Setzen, Sechs!
Die Rückenschule bekommt schlechte Noten

fsh27.jpgDie deutsche Sporthochschule in Köln kommt übereinstimmend mit einer unabhängigen europäischen Studie über die Wirksamkeit der klassischen Rückenschule zu einem vernichtenden Ergebnis. Über acht Millionen Patienten wurden in den letzten Jahren nach den Lehren und Methoden der Rückenschule behandelt – gebracht hat es nichts. In vielen Fällen seien die Beschwerdebilder eher noch schlimmer geworden, resümieren beide Studien. Demnach seien die in der Rückenschule gelehrten Verhaltensregeln mit der Vermeidung bestimmter Bewegungen, einer weitgehenden Schonung des Rückens ebenso wirkungslos wie so genannte "rückengerechte" Büromöbel, Einlagen oder Massagen.

Einer der Hauptgründe für das Scheitern der Rückenschule ist den Experten zufolge eine grundlegende Falschinterpretation von Rückenbeschwerden. Sämtliche klassischen Methoden zur Vorbeugung oder Therapie von Rückenschmerzen sehen immer noch eine Schädigung der Bandscheiben als Hauptursache an.
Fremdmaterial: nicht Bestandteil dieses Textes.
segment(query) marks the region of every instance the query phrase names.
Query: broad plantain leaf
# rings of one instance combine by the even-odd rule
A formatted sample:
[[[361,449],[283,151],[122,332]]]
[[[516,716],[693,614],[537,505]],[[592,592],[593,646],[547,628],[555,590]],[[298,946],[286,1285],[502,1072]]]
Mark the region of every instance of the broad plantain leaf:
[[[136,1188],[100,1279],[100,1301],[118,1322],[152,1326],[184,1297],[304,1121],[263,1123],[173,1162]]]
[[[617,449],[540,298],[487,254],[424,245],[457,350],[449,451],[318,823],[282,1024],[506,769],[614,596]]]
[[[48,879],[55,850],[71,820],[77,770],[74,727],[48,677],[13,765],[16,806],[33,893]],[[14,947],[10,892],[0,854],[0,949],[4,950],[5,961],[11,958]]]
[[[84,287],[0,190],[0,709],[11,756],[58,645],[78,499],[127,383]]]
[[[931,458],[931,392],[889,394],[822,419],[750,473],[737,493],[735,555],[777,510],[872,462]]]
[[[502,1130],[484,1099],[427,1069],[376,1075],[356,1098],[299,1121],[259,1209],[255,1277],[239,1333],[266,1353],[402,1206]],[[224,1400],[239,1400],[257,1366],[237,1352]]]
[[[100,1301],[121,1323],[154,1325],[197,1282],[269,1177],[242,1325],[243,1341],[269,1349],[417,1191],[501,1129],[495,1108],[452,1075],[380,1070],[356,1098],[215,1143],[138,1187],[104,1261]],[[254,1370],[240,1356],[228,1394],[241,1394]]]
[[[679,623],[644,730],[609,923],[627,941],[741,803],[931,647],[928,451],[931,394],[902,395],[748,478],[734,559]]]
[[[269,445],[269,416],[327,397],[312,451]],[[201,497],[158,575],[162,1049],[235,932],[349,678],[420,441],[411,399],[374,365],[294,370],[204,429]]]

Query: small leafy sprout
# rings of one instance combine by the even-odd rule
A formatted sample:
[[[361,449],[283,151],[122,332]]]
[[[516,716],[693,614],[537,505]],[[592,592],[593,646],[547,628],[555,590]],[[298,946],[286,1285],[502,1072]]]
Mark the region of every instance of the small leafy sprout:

Das allerdings ist ein Irrtum, denn maximal drei bis fünf Prozent aller auftretenden Probleme sind auf die Bandscheiben zurück zu führen. Mehr als 95 Prozent aller Beschwerden sind durch Muskulatur, Bänder oder Wirbelgelenke verursacht. In diesen Fällen liegen die Heilungschancen bei nahezu 100 Prozent, wenn die Probleme ursächlich und korrekt angegangen werden. Die Schonung des Rückens sei jedenfalls der komplett falsche Weg gewesen.

Analysiert man die natürliche biomechanische Funktion des Rückens und seiner Muskulatur so ist dieses Ergebnis absolut logisch und nachvollziehbar. Der menschliche Körper - und damit auch der Rücken - ist gemacht für vielfältige Bewegungen und Belastungen. Leider finden diese Belastungen im heutigen Bewegungs- besser gesagt "Nichtbewegungs-Alltag" des Zivilisationsmenschen praktisch nicht mehr statt. Die Folge ist eine Degeneration, Rückbildung, Verkürzung und Debalancierung der gesamten Oberkörpermuskulatur.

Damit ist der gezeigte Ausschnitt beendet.